Common Rubber Tree Plant Problems and How to Treat Them
There are a few other factors you’ll want to know to maintain optimal rubber tree plant care. With a few simple steps, your rubber tree plant will be a gorgeous focal point in any room.
- Dust: As with any indoor plant, your rubber tree plant will collect dust over time. It’s a good idea to wipe its leaves gently with a damp cloth to remove the dust. Not only does this keep leaves flossy and vibrant, but it also ensures the plant can access more light.

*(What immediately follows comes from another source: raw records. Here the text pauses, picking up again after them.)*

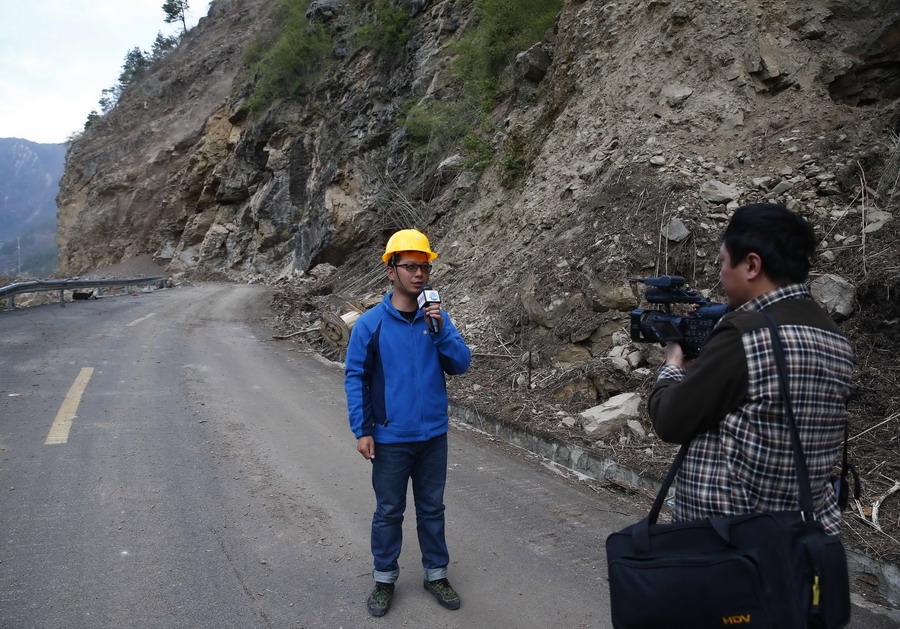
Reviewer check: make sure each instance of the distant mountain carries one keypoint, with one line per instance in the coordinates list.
(29, 181)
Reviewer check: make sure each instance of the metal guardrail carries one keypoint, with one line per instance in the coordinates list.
(9, 292)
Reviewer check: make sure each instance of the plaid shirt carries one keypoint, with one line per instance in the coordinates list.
(729, 406)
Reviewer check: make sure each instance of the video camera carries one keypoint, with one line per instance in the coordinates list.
(661, 326)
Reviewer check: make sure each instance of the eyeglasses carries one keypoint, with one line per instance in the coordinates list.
(412, 268)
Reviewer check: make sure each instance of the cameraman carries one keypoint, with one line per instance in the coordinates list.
(727, 403)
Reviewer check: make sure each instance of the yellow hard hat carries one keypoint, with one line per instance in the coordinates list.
(407, 240)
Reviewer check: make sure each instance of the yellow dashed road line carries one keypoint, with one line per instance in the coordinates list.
(59, 431)
(136, 321)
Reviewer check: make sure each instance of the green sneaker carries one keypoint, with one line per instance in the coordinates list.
(444, 593)
(380, 598)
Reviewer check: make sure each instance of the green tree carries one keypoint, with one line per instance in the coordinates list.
(162, 45)
(175, 12)
(136, 63)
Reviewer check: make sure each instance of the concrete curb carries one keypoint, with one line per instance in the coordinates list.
(886, 575)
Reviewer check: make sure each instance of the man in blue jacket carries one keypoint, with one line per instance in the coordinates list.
(397, 402)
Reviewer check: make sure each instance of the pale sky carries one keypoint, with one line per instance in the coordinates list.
(57, 57)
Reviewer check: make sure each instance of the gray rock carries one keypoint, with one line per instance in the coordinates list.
(611, 416)
(533, 63)
(718, 192)
(324, 10)
(676, 230)
(837, 295)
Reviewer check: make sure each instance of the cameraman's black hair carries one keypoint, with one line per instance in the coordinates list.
(784, 241)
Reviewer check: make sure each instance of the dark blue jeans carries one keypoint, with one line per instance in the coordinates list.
(425, 462)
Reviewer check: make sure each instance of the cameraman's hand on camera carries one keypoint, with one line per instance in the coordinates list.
(675, 355)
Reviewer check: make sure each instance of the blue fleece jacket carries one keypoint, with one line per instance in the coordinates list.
(394, 375)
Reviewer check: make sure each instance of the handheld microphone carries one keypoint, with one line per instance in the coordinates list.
(427, 297)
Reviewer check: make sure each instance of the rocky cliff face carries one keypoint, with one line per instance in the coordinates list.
(622, 142)
(29, 178)
(674, 91)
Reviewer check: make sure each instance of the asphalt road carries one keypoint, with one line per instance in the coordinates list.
(165, 463)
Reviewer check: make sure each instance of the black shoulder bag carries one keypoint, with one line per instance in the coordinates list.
(770, 569)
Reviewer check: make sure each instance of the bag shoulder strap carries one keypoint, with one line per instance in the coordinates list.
(806, 505)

- Root rot: This is a symptom of overwatering. Only water your plant when the soil is dry to avoid rot. If you notice root rot, gently cut away the affected area and adjust your watering schedule.
Rubber Tree Plants Toxicity
Unfortunately, the rubber tree plant is mildly toxic to both pets and humans. The plant has a milky sap in all its parts, and consuming it can lead to gastrointestinal issues. Additionally, if this sap is left on the skin, it can cause irritation. To avoid this, you can use gloves when handling your plant.
Throughout this guide, we’ve mentioned several tools and materials you’ll want to have when growing and caring for a rubber tree plant. Here is a summary of the items we’ve covered:
- Terracotta pot and saucer
- Houseplant fertilizer
- Well-draining soil
- Cloth for removing dust from its leaves
- Shears for pruning and propagating
- Gloves for handling the plant
The rubber tree plant is an excellent choice for anyone searching for a tropical indoor tree. Its beautiful and robust varieties add color to your home without adding too much maintenance to your routine. Choose this as your next plant for a big and bold addition to your indoor foliage.